We didn't blanch them or prepare them in any special way. As far as I can recall they needed overnight soaking and washing in several changes of water to get rid of the salt taste. It's many years since I had them. However, I know we enjoyed them, and runner (pole) beans with our Christmas diner were a family tradition. We still eat them; but from the freezer. It's taken me three years to grow them here in Finland; but at last I've cracked it and got about seven pounds from a twelve foot row. I'm as pleased ss if I'd won a gold medal!

We didn't as far as I can remember salt any other vegetables. We preserved eggs by putting them in a bucket containing a solution of isinglass. They kept for some months, and we had eggs from our backyard hens when they weren't laying in winter. Eggs were of course rationed in those days. Most people were allowed one a week; although expectant mothers got two.

Pat
Petalpants
Corpus Christi, TX
(Zone 9a)

August 27, 2009
6:09 PM

Post #6994835

Pat, Congrats on your bean crop! Determination paid off, didn't it?! =)
I have also never heard of preserving eggs in 'isinglass'--- what is that? Wow, an egg that lasts for several months...did it taste the same as a fresh one?...Interesting things I'm learning today!
Have a nice day, and Wow, you live in a Cold zone compared to me!
patgeorge
Nurmo
Finland
(Zone 4b)

August 28, 2009
6:11 PM

Post #6998301

Hi Petalpants. Issinglass is apparently made from the swim bladders of certain fish. It's used by winemakers as a clearing agent. That's why you see "vegetarian wine" which doesn't use it!

Dad used to buy it from the pharmacy in tins. It looked like colourless "golden" syrup. I remember him pouring it into a white enamel bucket of hot water and stirring to dissolve it. Apparently it acts by sealing the shells of the eggs. I can't remember if they tasted different. It was about sixty five years ago.
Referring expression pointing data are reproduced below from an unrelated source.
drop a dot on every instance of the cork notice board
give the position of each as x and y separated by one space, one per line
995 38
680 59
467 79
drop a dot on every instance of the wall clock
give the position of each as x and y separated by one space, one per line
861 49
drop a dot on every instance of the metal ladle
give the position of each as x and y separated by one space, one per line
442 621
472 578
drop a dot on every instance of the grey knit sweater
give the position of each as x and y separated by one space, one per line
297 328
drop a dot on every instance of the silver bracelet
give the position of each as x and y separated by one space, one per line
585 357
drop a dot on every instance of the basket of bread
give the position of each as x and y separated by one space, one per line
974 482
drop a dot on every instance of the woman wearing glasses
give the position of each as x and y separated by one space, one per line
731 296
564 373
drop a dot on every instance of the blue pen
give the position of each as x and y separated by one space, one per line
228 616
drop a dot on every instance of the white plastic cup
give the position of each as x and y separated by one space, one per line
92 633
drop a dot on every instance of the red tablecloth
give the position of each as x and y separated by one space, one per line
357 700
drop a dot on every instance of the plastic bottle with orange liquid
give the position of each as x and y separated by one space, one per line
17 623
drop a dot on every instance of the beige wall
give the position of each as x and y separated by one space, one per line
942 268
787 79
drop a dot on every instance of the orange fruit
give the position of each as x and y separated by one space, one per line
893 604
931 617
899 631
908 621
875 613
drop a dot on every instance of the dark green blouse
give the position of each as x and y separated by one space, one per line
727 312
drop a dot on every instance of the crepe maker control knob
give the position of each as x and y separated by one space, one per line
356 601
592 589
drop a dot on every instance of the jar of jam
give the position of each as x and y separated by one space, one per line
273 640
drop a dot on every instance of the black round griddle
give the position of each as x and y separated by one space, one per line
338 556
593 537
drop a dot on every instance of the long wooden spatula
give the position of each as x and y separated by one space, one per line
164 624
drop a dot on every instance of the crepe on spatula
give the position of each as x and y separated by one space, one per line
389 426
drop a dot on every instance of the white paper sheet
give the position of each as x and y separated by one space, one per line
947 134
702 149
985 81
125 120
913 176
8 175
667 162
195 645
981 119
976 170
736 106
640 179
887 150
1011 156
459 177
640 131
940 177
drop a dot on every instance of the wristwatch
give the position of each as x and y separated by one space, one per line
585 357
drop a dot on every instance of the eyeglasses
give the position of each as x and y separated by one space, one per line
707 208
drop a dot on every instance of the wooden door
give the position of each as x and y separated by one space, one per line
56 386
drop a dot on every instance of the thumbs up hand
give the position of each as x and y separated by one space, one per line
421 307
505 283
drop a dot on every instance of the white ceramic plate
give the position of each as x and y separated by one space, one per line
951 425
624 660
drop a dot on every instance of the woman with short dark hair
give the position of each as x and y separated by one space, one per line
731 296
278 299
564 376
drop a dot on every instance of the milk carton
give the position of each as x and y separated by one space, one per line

Mum used to bottle a lot of fruit. We didn't have any special apparataus - just a large saucepan and some Kilner jars.

I've lived here about three years. After the South West of England it's been a steep learning curve. I've picked up some good tips from the cold climate forum of DG, and also from a couple of Canadian websites. My main problem is the very short growing season. During the long dark winter I have to satisfy my passion for vegetable growing by sprouting mung beans and growing cress on wet kitchen paper on the windowsill.